Al ritmo literario de Cervantes y Quevedo

Algunos de los capítulos más provocadores e inteligentes del libro versan sobre el Siglo de Oro y la impronta de la oralidad, los bailes y las tabernas en los mejores escritores que han dado las letras en castellano. Los autores cultos, como recuerda el autor, también prueban con géneros menores, populares, creando un género dramático como es el «baile» o ensayando canciones sueltas como manera de acercar el verso al gran público. Auserón califica a Quevedo, Cervantes o Lope de Vega de «personajes rítmicos». «El florecimiento poético del Siglo de Oro expresa una compleja trabazón del espíritu de la sonoridad y no la emergencia de la identidad española hacia la luz», dice Auserón. «Quevedo lamentó el surgimiento de danzas lascivas, pero las incluyó en su repertorio», asegura.
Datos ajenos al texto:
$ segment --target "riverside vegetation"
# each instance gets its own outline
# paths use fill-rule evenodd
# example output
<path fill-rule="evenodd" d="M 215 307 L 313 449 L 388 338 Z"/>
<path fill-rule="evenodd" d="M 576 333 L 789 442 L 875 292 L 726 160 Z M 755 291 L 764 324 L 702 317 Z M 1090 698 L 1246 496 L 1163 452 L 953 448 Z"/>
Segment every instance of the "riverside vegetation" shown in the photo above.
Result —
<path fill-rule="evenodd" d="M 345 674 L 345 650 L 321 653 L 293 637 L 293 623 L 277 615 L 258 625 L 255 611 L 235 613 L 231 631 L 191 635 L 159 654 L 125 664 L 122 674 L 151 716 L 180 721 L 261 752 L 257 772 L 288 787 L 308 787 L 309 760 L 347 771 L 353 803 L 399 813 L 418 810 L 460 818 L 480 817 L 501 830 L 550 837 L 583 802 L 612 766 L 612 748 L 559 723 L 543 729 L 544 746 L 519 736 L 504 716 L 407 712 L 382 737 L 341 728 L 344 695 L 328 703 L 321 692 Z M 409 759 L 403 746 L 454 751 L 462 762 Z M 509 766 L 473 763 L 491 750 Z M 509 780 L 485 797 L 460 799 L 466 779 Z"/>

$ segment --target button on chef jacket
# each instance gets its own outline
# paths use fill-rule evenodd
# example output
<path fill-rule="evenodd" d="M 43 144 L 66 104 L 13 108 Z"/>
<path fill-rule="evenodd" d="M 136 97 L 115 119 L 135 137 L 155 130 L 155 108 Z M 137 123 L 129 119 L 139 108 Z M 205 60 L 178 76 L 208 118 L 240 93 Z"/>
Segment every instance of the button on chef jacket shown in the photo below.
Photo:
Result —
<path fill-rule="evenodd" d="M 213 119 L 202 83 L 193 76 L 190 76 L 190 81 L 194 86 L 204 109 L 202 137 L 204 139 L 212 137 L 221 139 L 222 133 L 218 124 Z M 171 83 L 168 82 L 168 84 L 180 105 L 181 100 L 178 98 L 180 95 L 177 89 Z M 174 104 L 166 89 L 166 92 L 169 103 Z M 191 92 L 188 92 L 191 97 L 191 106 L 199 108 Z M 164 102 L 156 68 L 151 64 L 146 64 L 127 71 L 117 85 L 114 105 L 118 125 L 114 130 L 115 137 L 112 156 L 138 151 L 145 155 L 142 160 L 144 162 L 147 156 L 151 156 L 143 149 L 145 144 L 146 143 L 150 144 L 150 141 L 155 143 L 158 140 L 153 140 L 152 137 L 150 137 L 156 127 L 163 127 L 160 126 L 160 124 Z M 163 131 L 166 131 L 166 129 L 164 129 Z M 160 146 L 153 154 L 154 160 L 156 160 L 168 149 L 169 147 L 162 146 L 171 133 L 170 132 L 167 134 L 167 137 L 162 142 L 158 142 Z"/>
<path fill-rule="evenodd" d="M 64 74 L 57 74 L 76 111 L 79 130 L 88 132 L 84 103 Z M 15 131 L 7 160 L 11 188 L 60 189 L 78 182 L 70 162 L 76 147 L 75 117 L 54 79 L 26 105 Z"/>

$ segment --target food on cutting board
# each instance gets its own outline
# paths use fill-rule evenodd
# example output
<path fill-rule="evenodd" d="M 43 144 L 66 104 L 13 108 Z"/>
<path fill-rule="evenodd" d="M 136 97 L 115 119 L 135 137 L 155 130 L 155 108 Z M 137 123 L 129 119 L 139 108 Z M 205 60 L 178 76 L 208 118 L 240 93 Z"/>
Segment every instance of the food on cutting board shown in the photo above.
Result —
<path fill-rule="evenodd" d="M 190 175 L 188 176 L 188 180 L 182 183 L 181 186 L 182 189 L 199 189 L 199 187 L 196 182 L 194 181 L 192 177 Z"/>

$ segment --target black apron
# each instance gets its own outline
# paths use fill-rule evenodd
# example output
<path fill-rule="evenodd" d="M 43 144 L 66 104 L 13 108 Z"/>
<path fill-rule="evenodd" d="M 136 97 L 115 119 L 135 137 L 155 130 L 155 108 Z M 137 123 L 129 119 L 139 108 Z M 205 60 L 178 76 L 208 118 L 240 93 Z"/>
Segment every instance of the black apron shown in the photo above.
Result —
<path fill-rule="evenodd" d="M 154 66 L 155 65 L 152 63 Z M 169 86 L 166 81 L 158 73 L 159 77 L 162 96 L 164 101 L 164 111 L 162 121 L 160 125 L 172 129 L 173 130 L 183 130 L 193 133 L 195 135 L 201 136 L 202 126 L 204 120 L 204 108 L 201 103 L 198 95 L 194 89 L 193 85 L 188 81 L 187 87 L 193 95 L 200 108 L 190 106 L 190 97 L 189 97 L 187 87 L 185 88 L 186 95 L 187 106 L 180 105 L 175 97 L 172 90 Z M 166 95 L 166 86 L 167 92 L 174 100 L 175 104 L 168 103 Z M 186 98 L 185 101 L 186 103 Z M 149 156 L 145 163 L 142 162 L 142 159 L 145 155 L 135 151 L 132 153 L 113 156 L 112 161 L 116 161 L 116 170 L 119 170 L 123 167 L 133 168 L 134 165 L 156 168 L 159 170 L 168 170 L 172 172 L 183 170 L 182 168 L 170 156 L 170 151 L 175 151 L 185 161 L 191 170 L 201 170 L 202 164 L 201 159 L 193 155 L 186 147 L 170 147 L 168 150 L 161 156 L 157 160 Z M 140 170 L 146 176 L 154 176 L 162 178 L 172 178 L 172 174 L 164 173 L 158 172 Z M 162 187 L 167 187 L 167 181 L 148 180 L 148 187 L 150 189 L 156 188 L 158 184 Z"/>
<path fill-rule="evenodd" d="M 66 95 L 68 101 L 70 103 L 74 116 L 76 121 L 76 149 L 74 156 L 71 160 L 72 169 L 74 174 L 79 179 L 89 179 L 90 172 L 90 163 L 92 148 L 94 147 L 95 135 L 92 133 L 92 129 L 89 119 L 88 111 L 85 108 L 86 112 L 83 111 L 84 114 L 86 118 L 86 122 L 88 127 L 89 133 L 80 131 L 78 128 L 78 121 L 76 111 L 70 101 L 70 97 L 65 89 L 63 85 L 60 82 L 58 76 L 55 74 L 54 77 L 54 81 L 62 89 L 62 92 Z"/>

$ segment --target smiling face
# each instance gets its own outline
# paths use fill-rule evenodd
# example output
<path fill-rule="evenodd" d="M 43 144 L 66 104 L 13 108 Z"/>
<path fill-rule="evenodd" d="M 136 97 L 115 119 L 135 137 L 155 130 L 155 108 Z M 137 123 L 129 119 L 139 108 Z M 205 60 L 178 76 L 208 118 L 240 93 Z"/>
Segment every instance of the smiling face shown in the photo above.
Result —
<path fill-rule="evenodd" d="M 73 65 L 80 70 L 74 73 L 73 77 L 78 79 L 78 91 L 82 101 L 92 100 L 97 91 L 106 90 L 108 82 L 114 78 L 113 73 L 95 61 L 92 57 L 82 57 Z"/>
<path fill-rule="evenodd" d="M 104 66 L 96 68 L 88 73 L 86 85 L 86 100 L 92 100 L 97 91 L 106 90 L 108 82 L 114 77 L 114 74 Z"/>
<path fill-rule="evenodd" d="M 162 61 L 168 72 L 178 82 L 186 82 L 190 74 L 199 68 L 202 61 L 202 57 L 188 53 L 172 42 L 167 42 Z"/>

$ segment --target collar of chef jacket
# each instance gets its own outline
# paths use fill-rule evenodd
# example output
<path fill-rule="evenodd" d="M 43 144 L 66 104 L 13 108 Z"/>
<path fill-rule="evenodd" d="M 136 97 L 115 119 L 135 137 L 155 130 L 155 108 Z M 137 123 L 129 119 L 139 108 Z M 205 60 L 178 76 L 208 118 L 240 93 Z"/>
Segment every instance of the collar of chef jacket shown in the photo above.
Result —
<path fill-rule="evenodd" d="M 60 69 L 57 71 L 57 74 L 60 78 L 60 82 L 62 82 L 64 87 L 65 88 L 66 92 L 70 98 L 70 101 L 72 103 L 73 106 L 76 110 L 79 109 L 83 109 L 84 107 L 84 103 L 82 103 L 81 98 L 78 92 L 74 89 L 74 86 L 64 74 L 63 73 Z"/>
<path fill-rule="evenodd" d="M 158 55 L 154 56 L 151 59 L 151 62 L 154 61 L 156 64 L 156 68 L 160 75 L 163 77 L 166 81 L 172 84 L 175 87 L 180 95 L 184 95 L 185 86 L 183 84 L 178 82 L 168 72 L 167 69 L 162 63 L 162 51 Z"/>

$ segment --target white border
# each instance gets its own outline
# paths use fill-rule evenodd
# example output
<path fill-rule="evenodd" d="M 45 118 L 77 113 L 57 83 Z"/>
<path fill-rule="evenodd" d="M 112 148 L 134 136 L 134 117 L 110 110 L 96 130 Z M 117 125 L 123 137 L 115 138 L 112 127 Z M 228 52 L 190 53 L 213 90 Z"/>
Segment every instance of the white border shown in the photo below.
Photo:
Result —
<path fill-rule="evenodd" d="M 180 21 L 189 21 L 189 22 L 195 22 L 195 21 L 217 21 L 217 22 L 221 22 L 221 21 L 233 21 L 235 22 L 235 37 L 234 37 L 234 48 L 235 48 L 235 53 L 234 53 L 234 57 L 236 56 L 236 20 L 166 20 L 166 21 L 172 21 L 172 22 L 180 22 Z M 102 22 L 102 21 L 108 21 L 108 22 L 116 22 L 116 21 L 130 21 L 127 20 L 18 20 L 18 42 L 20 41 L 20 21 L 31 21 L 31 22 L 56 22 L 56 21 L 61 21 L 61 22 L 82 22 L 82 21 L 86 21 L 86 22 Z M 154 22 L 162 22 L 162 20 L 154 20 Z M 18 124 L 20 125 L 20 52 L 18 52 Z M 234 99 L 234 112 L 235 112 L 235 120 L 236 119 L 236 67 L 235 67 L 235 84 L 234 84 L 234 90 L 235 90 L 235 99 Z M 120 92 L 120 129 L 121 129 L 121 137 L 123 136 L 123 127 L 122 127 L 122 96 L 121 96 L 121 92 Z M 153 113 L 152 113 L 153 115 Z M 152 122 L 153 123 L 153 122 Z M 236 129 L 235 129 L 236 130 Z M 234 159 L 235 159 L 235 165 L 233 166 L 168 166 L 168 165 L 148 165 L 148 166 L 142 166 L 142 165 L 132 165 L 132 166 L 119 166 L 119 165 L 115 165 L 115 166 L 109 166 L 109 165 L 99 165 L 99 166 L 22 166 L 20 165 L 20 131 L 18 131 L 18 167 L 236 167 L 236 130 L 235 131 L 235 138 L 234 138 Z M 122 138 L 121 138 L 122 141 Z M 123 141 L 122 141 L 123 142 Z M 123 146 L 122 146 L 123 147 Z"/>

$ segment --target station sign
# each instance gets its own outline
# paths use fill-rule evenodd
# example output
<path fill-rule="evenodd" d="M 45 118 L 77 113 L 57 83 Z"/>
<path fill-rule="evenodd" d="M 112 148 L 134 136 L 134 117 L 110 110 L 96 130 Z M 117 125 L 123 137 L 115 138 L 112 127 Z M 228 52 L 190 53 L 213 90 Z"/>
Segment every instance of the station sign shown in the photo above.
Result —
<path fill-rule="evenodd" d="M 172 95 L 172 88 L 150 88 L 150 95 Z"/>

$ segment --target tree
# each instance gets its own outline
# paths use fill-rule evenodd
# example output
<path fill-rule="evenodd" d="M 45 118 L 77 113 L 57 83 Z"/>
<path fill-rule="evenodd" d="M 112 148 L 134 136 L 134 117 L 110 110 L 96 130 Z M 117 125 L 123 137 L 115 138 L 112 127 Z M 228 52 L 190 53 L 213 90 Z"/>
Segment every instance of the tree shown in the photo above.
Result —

Lope de Vega hace intervenir a a negros y mulatos en una quincena de comedias, y oscila entre la alusión a estas modas y su reprobación. Cervantes y Góngora mostraron una actitud más tolerante, dispuesta a asumir el atractivo musical de los bailes populares. «La enorme presencia de la oralidad es un aspecto esencial de la literatura del Siglo de Oro poco tenido en cuenta», concluye.